The FIA is planning a comprehensive overhaul of the World Rally Championship feeder categories from 2019.
FIA rally director Jarmo Mahonen is concerned at rallying's inability to offer a clear route to the WRC comparable with the single-seater ladder from national Formula 4 series towards Formula 1.
He is now talking to worldwide national governing bodies about working with the FIA's regional rally championships - such as the European and Middle-East Rally Championships - towards a 'world final' for young drivers.
"When you look at racing it is really quite straightforward which series you have to do to progress in the sport," Mahonen told Autosport.
"It's not, and it never has been, in rallying.
"We have to change that and the plan is to do this in 2018 in practice and have everything in place for these changes from 2019 and onwards.
"We want the likes of the British Rally Championship to feed into the European and the same around the world with everything feeding to the Regional series.
"But we have to get the national championships right, we need to convince the ASNs [national governing bodies]."
Two-time WRC champion Carlos Sainz highlighted the problem at the FIA's recent sport conference, saying: "We need to make sure the people who are talented, the people who win, automatically have the option to move up to the next category."
Mahonen accepted there needed to be funding in place for junior champions to progress.
"I fully agree that we need to find a system when the best guys are funded and they can make the next level," he said.
"We can't let it stop there, we need to have a cooperation with the car manufacturers to make this work.
"We need to build the pyramid. In some cases people are putting the money directly on the table and going straight to the WRC, but this is not in our interest when we want a strong grassroots level."
Mahonen's preference is for leading domestic championships to use a low-level, two-wheel-drive formula, which he mooted as "R2 light; an R2 car made cheaper".
He suggests the top drivers from each country would meet at a central event in their region and then a 'world final' to decide who earned the funding to step up to the next level.

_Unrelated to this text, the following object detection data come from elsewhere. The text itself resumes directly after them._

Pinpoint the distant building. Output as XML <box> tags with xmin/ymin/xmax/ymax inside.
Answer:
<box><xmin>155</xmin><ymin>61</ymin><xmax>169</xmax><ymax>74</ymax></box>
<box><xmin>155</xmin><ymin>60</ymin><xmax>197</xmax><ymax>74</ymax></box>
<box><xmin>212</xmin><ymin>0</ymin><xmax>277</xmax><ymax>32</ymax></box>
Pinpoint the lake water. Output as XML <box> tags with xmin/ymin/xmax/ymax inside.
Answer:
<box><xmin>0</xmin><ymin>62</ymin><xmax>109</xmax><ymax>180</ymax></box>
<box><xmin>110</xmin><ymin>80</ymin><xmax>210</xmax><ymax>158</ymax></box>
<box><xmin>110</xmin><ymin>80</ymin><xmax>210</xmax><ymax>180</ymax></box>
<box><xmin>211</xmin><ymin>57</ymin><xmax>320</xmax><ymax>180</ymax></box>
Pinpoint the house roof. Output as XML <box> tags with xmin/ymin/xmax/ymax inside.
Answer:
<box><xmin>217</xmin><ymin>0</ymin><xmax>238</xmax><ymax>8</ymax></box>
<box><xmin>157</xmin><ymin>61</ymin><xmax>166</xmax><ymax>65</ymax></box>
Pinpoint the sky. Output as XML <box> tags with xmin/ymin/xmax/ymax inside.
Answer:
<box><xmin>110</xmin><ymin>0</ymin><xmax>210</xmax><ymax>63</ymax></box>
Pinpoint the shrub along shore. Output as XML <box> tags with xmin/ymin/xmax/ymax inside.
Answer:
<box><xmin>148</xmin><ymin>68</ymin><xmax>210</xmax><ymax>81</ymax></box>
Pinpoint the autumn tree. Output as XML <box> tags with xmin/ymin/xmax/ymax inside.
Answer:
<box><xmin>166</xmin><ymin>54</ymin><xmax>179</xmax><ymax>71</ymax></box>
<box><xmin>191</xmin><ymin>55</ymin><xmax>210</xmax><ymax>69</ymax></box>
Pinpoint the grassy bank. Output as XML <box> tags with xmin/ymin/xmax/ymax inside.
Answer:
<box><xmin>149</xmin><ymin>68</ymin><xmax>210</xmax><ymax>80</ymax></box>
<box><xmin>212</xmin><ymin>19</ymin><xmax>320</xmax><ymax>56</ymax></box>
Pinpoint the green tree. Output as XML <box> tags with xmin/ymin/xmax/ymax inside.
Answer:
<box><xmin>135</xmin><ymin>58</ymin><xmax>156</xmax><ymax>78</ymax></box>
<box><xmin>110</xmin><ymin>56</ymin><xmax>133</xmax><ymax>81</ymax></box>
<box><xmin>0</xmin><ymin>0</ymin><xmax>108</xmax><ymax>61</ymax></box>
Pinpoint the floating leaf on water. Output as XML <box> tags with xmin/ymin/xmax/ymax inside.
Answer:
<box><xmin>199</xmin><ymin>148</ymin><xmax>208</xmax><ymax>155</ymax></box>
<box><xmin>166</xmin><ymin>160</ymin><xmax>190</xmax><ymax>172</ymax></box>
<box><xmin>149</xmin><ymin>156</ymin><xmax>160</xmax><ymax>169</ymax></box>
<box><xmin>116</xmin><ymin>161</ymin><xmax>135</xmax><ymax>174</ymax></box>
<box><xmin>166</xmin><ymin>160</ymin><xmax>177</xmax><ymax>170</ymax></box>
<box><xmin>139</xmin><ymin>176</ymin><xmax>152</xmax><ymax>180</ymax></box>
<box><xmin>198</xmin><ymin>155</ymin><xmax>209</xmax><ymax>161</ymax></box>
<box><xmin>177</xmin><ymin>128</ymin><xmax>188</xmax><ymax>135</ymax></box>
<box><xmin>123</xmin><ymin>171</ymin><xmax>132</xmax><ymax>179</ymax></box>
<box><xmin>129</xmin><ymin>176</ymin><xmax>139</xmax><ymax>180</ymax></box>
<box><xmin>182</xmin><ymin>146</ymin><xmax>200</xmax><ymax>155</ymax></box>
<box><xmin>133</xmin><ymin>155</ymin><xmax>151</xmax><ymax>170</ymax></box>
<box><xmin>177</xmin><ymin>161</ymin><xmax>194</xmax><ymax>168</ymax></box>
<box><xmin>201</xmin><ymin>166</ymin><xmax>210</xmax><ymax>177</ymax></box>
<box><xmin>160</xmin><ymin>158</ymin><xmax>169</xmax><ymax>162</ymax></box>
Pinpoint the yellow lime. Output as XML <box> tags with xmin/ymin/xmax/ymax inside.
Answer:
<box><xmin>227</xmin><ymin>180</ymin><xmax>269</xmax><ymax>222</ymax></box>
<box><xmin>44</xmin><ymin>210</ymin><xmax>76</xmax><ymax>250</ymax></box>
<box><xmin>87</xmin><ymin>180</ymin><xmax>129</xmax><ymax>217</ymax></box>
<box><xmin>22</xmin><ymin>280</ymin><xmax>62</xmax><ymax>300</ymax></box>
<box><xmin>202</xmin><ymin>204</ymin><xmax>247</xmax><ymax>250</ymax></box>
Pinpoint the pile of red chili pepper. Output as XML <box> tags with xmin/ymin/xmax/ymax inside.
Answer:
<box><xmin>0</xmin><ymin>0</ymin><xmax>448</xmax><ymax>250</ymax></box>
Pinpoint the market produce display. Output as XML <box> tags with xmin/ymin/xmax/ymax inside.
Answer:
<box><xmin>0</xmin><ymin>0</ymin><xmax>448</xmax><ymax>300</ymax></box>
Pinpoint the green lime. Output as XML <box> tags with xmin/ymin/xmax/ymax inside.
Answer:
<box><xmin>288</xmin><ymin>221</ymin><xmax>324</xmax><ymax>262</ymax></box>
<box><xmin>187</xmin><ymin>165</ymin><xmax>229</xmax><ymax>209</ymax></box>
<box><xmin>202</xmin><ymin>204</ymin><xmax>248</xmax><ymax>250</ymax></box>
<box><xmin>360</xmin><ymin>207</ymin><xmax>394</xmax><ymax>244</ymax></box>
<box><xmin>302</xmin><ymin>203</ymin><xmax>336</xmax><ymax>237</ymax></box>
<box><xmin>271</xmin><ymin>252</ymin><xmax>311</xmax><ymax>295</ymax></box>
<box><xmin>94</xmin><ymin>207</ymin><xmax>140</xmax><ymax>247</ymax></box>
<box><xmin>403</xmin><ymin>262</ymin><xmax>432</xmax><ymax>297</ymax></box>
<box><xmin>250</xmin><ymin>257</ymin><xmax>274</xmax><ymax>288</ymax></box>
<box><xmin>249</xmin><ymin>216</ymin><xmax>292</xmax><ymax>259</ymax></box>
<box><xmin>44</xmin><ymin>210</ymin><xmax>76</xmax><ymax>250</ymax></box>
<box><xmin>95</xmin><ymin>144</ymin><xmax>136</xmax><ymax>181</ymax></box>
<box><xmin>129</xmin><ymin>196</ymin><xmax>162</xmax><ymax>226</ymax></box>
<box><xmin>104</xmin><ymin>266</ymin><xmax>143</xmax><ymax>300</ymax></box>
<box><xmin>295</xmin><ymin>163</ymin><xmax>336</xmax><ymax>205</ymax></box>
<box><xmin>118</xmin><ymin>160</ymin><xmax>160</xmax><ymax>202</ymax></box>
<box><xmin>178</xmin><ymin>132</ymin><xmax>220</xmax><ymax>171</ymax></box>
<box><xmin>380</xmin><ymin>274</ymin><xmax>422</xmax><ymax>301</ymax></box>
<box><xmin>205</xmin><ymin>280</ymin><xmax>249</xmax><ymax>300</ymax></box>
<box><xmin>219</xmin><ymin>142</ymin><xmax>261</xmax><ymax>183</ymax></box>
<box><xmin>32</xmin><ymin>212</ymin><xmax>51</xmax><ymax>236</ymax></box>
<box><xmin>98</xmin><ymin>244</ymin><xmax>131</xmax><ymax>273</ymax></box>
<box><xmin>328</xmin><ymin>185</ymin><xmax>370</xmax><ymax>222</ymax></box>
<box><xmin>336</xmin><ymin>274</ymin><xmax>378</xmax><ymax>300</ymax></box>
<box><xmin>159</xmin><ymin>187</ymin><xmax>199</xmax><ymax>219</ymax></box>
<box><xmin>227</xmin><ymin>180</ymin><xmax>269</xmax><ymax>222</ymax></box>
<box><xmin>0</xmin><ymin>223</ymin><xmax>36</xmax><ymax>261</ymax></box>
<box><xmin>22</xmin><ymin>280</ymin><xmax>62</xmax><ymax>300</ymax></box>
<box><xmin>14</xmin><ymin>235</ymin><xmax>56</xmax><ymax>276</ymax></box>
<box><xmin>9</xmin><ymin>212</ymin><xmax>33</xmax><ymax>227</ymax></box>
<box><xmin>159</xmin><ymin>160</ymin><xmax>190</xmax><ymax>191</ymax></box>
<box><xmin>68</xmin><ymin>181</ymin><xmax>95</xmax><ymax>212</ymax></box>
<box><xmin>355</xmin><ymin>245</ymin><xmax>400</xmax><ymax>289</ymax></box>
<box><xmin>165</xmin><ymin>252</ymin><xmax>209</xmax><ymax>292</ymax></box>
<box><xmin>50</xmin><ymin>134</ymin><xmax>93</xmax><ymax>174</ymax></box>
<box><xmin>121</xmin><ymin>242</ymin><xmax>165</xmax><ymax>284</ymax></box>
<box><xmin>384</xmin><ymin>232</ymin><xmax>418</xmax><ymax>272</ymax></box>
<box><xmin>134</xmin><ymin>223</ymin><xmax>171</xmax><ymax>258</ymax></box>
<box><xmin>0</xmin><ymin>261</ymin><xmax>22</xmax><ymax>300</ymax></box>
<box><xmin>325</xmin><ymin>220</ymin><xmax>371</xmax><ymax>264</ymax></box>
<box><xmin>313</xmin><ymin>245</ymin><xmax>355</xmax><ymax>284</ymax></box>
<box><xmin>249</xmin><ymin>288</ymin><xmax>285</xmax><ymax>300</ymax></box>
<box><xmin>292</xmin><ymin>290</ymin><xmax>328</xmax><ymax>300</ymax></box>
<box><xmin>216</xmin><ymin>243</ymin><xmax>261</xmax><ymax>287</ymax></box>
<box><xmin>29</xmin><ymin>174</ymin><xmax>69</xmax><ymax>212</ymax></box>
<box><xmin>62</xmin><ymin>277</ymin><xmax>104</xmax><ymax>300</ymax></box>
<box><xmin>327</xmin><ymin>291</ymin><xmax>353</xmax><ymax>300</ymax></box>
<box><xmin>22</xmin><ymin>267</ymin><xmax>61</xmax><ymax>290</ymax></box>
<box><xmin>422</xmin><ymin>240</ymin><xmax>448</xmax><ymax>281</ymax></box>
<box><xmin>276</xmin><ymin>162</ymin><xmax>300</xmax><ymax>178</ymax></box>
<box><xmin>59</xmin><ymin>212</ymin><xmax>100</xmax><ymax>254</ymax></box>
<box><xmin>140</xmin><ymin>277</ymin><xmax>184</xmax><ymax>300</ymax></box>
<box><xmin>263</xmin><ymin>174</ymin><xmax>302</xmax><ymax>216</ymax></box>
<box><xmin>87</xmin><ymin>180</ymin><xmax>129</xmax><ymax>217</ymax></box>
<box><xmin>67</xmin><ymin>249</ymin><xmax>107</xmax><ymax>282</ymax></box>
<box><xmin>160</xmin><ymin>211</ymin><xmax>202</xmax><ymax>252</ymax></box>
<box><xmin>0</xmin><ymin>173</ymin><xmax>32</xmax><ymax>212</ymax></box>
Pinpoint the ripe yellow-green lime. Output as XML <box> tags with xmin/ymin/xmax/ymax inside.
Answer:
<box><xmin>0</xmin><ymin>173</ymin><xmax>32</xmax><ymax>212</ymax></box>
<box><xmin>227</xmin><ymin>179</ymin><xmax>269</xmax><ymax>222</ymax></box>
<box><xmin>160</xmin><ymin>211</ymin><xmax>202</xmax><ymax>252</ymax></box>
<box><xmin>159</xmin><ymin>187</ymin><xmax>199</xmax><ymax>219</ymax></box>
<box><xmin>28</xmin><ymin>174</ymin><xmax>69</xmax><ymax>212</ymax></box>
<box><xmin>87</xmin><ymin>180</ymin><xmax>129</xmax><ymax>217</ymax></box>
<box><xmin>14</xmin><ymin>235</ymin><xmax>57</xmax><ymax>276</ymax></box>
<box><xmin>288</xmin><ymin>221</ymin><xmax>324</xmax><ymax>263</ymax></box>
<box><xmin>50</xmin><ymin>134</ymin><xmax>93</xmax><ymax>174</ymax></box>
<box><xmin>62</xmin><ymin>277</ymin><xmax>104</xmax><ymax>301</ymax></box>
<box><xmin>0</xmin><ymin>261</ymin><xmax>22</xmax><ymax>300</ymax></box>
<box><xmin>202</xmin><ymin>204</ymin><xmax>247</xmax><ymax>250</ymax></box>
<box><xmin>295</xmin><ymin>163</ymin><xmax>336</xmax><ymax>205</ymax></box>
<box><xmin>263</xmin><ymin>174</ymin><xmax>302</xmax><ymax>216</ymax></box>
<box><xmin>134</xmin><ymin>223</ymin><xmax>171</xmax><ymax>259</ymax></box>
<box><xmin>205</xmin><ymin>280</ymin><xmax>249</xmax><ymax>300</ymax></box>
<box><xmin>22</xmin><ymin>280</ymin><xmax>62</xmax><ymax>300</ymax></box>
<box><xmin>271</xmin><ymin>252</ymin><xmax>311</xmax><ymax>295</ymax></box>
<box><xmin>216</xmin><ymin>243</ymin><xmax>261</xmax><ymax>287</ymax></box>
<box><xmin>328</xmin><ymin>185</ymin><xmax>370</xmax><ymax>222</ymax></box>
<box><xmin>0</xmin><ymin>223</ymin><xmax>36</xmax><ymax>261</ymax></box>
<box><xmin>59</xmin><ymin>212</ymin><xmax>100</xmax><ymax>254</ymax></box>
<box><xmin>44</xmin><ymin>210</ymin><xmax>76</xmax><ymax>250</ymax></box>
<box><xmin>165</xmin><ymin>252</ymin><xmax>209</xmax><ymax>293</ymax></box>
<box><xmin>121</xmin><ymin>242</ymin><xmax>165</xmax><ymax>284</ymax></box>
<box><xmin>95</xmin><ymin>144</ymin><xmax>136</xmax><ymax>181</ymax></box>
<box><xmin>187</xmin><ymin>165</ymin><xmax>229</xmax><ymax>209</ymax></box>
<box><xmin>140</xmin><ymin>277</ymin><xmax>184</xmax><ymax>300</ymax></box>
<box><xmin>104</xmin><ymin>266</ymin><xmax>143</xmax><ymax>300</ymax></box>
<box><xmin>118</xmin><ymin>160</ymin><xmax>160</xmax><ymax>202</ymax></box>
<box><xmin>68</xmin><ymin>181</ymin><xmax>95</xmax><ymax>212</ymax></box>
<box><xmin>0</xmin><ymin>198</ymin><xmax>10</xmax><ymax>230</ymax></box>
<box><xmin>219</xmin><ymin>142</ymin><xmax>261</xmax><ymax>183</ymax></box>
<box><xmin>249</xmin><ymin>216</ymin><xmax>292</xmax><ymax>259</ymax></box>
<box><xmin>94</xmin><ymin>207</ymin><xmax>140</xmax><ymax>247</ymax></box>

The FIA can draw experience from the Pirelli Star Driver scheme, which ran from 2009-11 and helped unearth current WRC stars Hayden Paddon, Ott Tanak and Craig Breen.
While Mahonen is working hard to bridge the gap from domestic to regional to world rallying, Junior WRC already provides funded seats in WRC2 - with reigning JWRC champion Simone Tempestini benefiting in 2017.
With DMACK and M-Sport backing, this year's Ford Fiesta R2-based Junior series will offer a bigger opportunity to more drivers.
The six rounds this season have been paired to offer three prize-drive opportunities, with the crew gathering the most points from each pair of rallies taking a Ford Fiesta R5 for two 2018 WRC2 rounds.